Observations on lentils

Since the fall I've made lentil soup nearly every week. A pot lasts that long, and it's wonderful to know that when I get home all I have to do is heat up my lentils. It's perhaps the only thing I can eat for dinner day in, day out, without getting dumpish. In time I've come to know them quite well. Here's what I've discovered.

Choosing:
I usually choose French lentils. With their speckled and swirling greens and blues, each lentil looks like a flattened planet earth. They remind me of Leonardo's advice to his students to lose themselves in observation, to discover a world in a grain of sand or a patch of mould.* A website on lentils says, "These choice lentils were originally grown in the volcanic soils of Puy in France." Those dramatic origins seemed to explain their appearance.
Second choice: beluga lentils, for their glistening blackness. But as these are very small and round, they're harder to handle.
Occasionally I add green or brown lentils. The way red lentils turn into yellow mush doesn't serve my purpose.
Beluga and French lentils are more expensive than the other varieties, and I wonder if that's simply because they're more beautiful.

Sorting:
Sometimes lentils have an electric charge. This is obvious in the way they bounce along the plate, attracting and repelling one another. It's hard to imagine — lentils, so humble and humdrum — but there's no doubt about it.

Rinsing:
Some of the lentils sink to the bottom without a fuss. Others cluster in tight knots near the surface of the water. It reminds me of a flat and placid landscape with huge thunderclouds overhead. I have to break up these clumps with my fingers to make sure every lentil gets washed, and little bubbles come up when I do so. Is this phenomenon related to electricity, or is there something else going on?

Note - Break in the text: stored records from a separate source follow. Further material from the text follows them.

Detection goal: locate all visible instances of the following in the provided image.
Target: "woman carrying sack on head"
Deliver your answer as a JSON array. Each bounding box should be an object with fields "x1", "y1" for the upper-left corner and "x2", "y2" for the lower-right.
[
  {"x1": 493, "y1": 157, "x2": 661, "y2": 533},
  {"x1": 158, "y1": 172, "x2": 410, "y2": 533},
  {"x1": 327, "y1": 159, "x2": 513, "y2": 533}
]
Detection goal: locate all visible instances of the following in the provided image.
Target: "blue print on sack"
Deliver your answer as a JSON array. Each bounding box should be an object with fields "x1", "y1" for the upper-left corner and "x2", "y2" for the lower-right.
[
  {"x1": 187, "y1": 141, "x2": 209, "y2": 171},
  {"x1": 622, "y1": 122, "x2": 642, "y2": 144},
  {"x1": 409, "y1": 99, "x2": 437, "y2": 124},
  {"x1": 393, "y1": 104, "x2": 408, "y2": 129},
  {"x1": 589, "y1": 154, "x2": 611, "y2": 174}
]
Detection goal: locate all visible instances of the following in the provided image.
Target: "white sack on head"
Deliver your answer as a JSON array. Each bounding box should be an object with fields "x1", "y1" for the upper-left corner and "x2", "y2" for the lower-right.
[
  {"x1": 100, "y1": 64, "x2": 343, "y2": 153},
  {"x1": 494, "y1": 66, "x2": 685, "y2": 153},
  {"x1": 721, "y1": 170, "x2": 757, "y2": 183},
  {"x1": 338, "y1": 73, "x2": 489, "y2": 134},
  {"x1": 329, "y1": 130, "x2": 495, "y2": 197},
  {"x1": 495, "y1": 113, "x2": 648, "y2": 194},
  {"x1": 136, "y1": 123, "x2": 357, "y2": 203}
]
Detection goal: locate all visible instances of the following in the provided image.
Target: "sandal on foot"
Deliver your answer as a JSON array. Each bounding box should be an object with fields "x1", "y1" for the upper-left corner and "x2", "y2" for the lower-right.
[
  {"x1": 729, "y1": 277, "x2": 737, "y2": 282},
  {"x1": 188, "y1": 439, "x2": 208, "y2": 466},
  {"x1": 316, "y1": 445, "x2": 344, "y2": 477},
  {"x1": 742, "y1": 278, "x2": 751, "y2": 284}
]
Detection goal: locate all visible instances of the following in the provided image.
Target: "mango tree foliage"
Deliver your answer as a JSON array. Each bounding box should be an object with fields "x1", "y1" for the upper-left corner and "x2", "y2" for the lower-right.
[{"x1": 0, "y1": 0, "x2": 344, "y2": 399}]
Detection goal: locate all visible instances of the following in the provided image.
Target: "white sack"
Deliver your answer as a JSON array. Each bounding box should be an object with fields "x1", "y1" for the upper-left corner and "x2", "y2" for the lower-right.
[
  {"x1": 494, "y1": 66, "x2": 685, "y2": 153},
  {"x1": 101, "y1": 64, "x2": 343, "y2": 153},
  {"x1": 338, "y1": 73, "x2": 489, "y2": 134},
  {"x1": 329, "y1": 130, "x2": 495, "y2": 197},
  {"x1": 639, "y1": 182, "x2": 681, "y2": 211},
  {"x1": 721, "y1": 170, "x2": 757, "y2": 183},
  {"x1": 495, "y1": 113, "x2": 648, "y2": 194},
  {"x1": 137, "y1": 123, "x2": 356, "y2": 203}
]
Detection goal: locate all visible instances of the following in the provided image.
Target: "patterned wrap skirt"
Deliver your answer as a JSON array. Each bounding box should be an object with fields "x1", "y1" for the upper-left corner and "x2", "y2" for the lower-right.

*Bisogna guardare nel turbinio confuso della vita con quello stesso spirito fantastico con cui i discepoli del Vinci erano dal maestro consigliati di guardare nelle macchie dei muri, nella cenere del fuoco, nei nuvoli, nei fanghi e in altri simili luoghi per trovarvi "invenzioni mirabilissime" e "infinite cose."

-Gabriele D'Annunzio

[One must look into the bewildering whirl of life with that same fantastical spirit with which Vinci advised his disciples to look at patches on walls, cinders of fire, clouds, mud and other similar places in order to find there "most wonderful inventions" and "infinite things."] ["Invenzioni" I think is meant in the broadest sense possible — something found, something made.]